Similarly, a young scheduled caste man was threatened to be tried under Blasphemy law if he did not begged apology from the entire village. His sin was that he was sleeping in the field with his legs in the direction of Qibla.
There is no legislation at local provincial level to protect the right of a person denied entry to a public place, to use water taps or teacups at a restaurant on the basis of religion or caste. The only remedy is to knock the door of constitutional court (High Court and Supreme Court), which poor scheduled castes couldn’t afford. Similarly, there is no law to provide compensation of factual damage caused due to practice of racial or any other discrimination.

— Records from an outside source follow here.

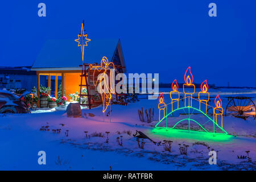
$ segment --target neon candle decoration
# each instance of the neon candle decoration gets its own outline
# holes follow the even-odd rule
[[[177,80],[175,79],[172,83],[172,91],[170,93],[170,96],[172,100],[172,111],[173,109],[173,103],[176,102],[177,104],[177,109],[179,109],[179,100],[180,99],[180,93],[177,91],[179,89],[179,85],[177,84]]]
[[[201,110],[201,102],[205,103],[205,114],[207,114],[207,104],[210,98],[209,92],[207,92],[209,89],[208,84],[207,84],[207,80],[205,80],[201,84],[201,90],[198,93],[198,99],[199,100],[199,110]]]
[[[184,75],[184,80],[185,84],[183,84],[183,92],[185,94],[185,107],[187,107],[186,101],[187,100],[187,97],[188,97],[188,107],[192,106],[192,97],[196,91],[196,87],[193,84],[193,77],[191,73],[191,68],[189,67],[185,72]],[[189,72],[188,72],[189,71]],[[192,89],[192,91],[191,91]]]
[[[161,111],[162,110],[163,110],[163,117],[162,117],[162,118],[164,118],[164,117],[166,116],[165,109],[166,109],[166,105],[164,102],[164,98],[163,97],[163,93],[162,93],[160,94],[159,97],[158,97],[158,100],[159,101],[159,104],[158,104],[158,109],[159,109],[159,121],[160,121],[161,119],[160,119],[160,116],[161,116]]]
[[[220,115],[221,118],[221,127],[223,127],[222,125],[222,114],[223,114],[223,108],[222,102],[220,98],[220,96],[217,95],[215,98],[214,103],[216,107],[213,108],[213,120],[216,122],[216,124],[218,125],[217,122],[217,116]]]

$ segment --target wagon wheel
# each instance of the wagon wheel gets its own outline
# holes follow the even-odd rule
[[[232,98],[226,105],[225,115],[246,119],[249,117],[256,118],[256,106],[251,98],[238,96]]]

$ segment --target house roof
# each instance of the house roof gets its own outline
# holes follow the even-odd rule
[[[84,61],[100,63],[103,56],[112,61],[117,52],[120,64],[125,67],[119,39],[92,39],[85,47]],[[51,39],[46,42],[31,70],[81,69],[81,47],[72,39]],[[123,70],[125,72],[125,69]]]

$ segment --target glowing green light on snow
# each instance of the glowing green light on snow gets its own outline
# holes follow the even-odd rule
[[[178,122],[177,122],[176,123],[175,125],[174,125],[174,126],[172,127],[169,127],[167,126],[167,118],[168,117],[173,117],[173,114],[174,113],[177,111],[179,110],[184,110],[184,109],[187,109],[188,110],[188,118],[185,118],[185,119],[183,119],[179,121]],[[207,119],[208,119],[208,121],[211,121],[213,126],[213,132],[210,132],[207,129],[205,129],[203,125],[200,125],[197,121],[196,121],[195,119],[191,119],[191,114],[192,114],[192,113],[191,113],[191,110],[196,110],[200,113],[201,113],[202,114],[203,114],[203,115],[204,115],[205,117],[207,118]],[[166,109],[166,110],[167,110],[167,109]],[[203,111],[201,111],[199,109],[197,109],[196,108],[193,107],[180,107],[180,108],[178,108],[177,109],[174,110],[173,111],[172,111],[171,112],[170,112],[170,113],[167,113],[167,110],[166,111],[166,115],[165,115],[164,117],[163,117],[156,125],[155,127],[157,128],[163,128],[163,129],[174,129],[176,125],[177,124],[179,124],[179,123],[180,123],[181,122],[183,121],[187,121],[188,122],[188,130],[191,131],[191,129],[190,129],[190,123],[191,122],[195,122],[196,124],[197,124],[204,131],[205,131],[206,133],[209,133],[209,134],[212,134],[212,134],[216,134],[216,128],[217,127],[217,129],[220,129],[222,132],[223,134],[228,134],[228,133],[221,127],[220,127],[220,126],[218,125],[218,124],[217,124],[216,122],[214,122],[214,121],[211,118],[210,118],[207,114],[206,114],[205,113],[204,113]],[[164,122],[164,119],[166,119],[166,127],[160,127],[160,126],[158,126],[158,125],[160,124],[160,123],[162,122]]]
[[[185,139],[187,140],[200,140],[204,142],[228,142],[232,140],[234,136],[230,135],[198,131],[188,131],[187,130],[155,128],[151,130],[154,135],[165,138],[172,138],[172,139]]]

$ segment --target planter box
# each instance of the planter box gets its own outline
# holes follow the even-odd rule
[[[47,96],[40,96],[39,103],[40,107],[48,107]]]

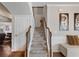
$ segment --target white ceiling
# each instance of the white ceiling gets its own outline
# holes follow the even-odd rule
[[[15,15],[31,14],[30,7],[27,2],[3,2],[3,4]]]

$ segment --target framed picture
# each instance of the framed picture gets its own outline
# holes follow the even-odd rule
[[[69,14],[68,13],[59,14],[59,30],[60,31],[69,30]]]
[[[74,30],[79,31],[79,13],[74,13]]]

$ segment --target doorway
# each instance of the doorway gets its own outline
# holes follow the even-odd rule
[[[41,17],[44,17],[43,16],[43,9],[44,7],[32,7],[33,9],[33,15],[34,15],[34,18],[35,18],[35,27],[40,27],[40,20],[41,20]]]

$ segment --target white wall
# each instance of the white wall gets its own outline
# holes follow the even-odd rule
[[[21,50],[26,45],[26,32],[28,27],[33,23],[33,17],[31,15],[15,15],[13,23],[13,40],[12,50]],[[17,36],[16,36],[17,35]]]
[[[59,31],[59,13],[69,13],[69,31]],[[74,13],[79,13],[79,6],[67,4],[47,5],[47,24],[52,32],[53,51],[59,51],[59,44],[67,43],[66,35],[79,35],[79,31],[74,31]]]
[[[6,30],[6,25],[9,30]],[[3,29],[3,33],[12,33],[12,22],[0,22],[0,29]]]
[[[33,8],[34,18],[35,18],[35,27],[40,27],[40,20],[43,17],[43,8]]]

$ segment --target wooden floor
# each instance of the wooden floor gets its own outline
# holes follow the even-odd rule
[[[54,52],[53,57],[64,57],[64,55],[60,52]]]

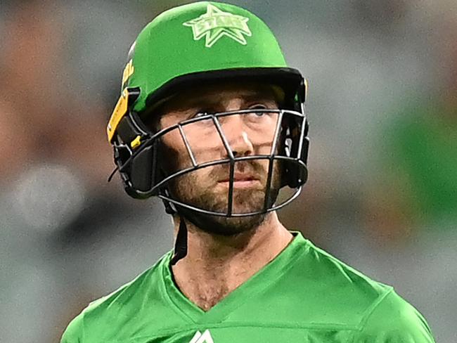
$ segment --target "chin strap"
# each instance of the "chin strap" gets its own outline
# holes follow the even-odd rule
[[[179,216],[179,228],[174,242],[174,254],[170,261],[172,266],[174,266],[178,261],[184,259],[187,255],[187,226],[182,216]]]

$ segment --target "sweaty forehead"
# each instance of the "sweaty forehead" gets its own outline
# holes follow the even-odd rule
[[[278,93],[270,85],[254,82],[206,84],[176,93],[164,104],[162,108],[167,112],[185,111],[202,106],[224,106],[233,99],[240,99],[242,103],[278,103],[281,94]]]

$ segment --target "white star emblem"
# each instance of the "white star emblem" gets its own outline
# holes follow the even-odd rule
[[[198,41],[202,37],[206,37],[205,46],[211,48],[222,36],[228,37],[240,44],[246,45],[244,35],[252,35],[247,26],[247,18],[224,12],[210,4],[206,13],[183,25],[192,27],[194,40]]]

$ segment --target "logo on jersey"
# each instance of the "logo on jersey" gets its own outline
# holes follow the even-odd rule
[[[206,13],[183,25],[192,27],[194,40],[198,41],[203,37],[206,37],[205,46],[211,48],[223,36],[246,45],[244,35],[252,35],[247,26],[247,18],[224,12],[210,4],[207,7]]]
[[[192,339],[189,343],[214,343],[211,337],[209,330],[205,330],[205,332],[202,333],[200,331],[197,331],[194,335]]]

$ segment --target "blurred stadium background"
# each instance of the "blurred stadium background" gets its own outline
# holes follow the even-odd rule
[[[107,183],[105,126],[136,34],[185,2],[0,0],[1,342],[58,342],[171,248],[162,203]],[[309,81],[310,179],[284,223],[455,343],[457,2],[231,2]]]

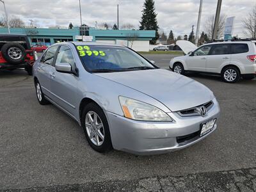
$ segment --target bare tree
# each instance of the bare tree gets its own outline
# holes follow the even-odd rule
[[[13,15],[10,17],[8,20],[6,19],[5,16],[3,16],[1,20],[1,22],[4,27],[7,27],[7,20],[8,20],[10,28],[24,28],[25,26],[25,23],[23,20]]]
[[[256,5],[243,20],[244,33],[250,38],[256,38]]]
[[[124,24],[121,26],[121,29],[125,30],[134,29],[134,26],[130,23]]]
[[[225,30],[225,25],[226,23],[226,18],[227,17],[225,15],[221,15],[220,17],[220,20],[218,24],[218,29],[217,29],[217,38],[220,38],[223,35]],[[208,36],[211,38],[212,35],[214,26],[214,15],[212,15],[208,17],[204,24],[205,31],[206,33],[208,35]]]

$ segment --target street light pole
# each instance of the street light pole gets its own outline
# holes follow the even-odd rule
[[[221,8],[221,3],[222,0],[218,0],[217,9],[216,13],[215,15],[215,20],[214,20],[214,26],[213,27],[212,36],[212,40],[214,40],[217,38],[217,32],[219,28],[219,20],[220,20],[220,9]]]
[[[202,4],[203,4],[203,0],[200,0],[200,7],[199,7],[199,13],[198,13],[198,19],[197,20],[196,40],[195,41],[195,44],[196,46],[198,45],[199,30],[200,30],[200,22],[201,22],[201,13],[202,13]]]
[[[119,30],[119,5],[117,4],[117,29]]]
[[[81,0],[79,0],[79,10],[80,10],[80,31],[82,33],[82,42],[83,42],[83,33],[84,33],[82,26],[82,13],[81,12]]]
[[[7,28],[8,29],[8,33],[10,34],[10,27],[9,27],[9,20],[8,20],[8,15],[7,15],[7,12],[6,12],[6,9],[5,8],[5,4],[4,4],[4,1],[3,0],[0,0],[1,2],[3,3],[3,4],[4,4],[4,13],[5,13],[5,17],[6,19],[6,24],[7,24]]]

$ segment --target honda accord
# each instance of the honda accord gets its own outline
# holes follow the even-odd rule
[[[207,137],[220,113],[213,93],[153,63],[121,45],[56,44],[33,66],[37,99],[75,119],[100,152],[161,154]]]

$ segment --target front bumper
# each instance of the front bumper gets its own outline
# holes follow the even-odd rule
[[[112,145],[115,149],[139,155],[166,153],[189,147],[208,136],[217,127],[200,137],[200,125],[219,118],[220,106],[213,106],[205,116],[180,116],[169,113],[175,122],[141,122],[106,112]],[[182,138],[182,140],[179,138]]]

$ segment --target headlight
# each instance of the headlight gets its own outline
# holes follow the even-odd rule
[[[126,118],[142,121],[172,122],[162,110],[145,102],[119,96],[119,100]]]

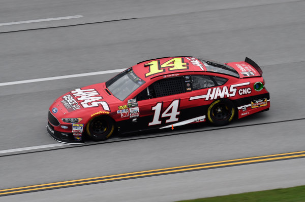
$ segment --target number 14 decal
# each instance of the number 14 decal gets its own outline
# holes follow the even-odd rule
[[[178,107],[179,107],[179,103],[180,99],[175,100],[172,102],[167,108],[164,111],[161,115],[161,117],[169,116],[169,118],[166,120],[165,123],[176,122],[178,120],[178,118],[176,116],[180,114],[180,112],[178,111]],[[151,110],[155,111],[154,113],[154,118],[152,122],[148,124],[148,126],[157,125],[161,124],[161,121],[159,120],[160,118],[160,114],[162,109],[162,105],[163,102],[158,102],[156,105],[151,108]],[[171,111],[169,113],[169,111]]]

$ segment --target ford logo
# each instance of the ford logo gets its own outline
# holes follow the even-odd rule
[[[53,109],[52,109],[52,112],[54,113],[57,113],[57,111],[58,111],[58,110],[56,107],[54,107]]]

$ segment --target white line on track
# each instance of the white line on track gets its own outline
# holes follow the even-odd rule
[[[33,22],[51,21],[53,20],[67,20],[68,19],[82,18],[83,17],[83,16],[82,15],[74,15],[74,16],[72,16],[59,17],[58,18],[39,19],[38,20],[25,20],[24,21],[6,22],[6,23],[0,23],[0,26],[12,25],[13,24],[25,24],[25,23],[33,23]]]
[[[92,76],[92,75],[95,75],[105,74],[111,73],[117,73],[117,72],[120,72],[121,71],[123,71],[125,70],[125,69],[113,69],[112,70],[96,71],[95,72],[78,73],[78,74],[76,74],[66,75],[64,76],[48,77],[47,78],[35,78],[34,79],[18,80],[17,82],[1,83],[0,83],[0,86],[14,85],[16,85],[16,84],[27,84],[27,83],[34,83],[34,82],[44,82],[46,80],[56,80],[56,79],[63,79],[63,78],[73,78],[75,77]]]
[[[3,150],[0,150],[0,154],[1,153],[15,152],[18,152],[18,151],[27,151],[27,150],[29,150],[44,149],[44,148],[46,148],[55,147],[58,147],[58,146],[67,146],[67,144],[63,144],[63,143],[56,143],[56,144],[45,144],[44,145],[34,146],[33,147],[28,147],[18,148],[17,149]]]

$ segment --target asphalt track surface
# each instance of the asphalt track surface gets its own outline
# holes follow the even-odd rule
[[[2,1],[0,23],[83,17],[0,26],[0,83],[121,69],[166,56],[223,62],[247,56],[263,69],[270,110],[224,129],[204,125],[100,144],[2,154],[0,189],[305,150],[305,1],[152,2]],[[1,151],[56,143],[45,129],[54,100],[115,74],[1,86]],[[304,158],[291,159],[0,201],[170,201],[304,185]]]

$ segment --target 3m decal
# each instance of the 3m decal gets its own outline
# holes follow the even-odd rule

Interestingly Pakistan Penal Code (PPC) provides prosecution against any act that creates ‘disharmony’. But this can go against marginalized groups rather than benefiting as those freely expressing concern against any discrimination would be considered creating ‘disharmony’.
The separate electoral system, which has been undone by Geneal Pervez Musharaf in 2002, also resulted in exclusion of non-Muslims including scheduled castes from mainstream political spectrum.
Separate electoral system was introduced by Zia through a Presidential Ordinance in 1984 which degraded the non-Muslims and made them a separate entity whose vote was not needed to Muslim candidates. This had resulted in a greater isolation where non-Muslims particularly poor scheduled castes carried no weight for a Muslim candidate in the same constituency.
As a result, they were being refused in smaller matters on the grounds that they were not voters of that particular public representative despite the fact that they lived in the same constituency.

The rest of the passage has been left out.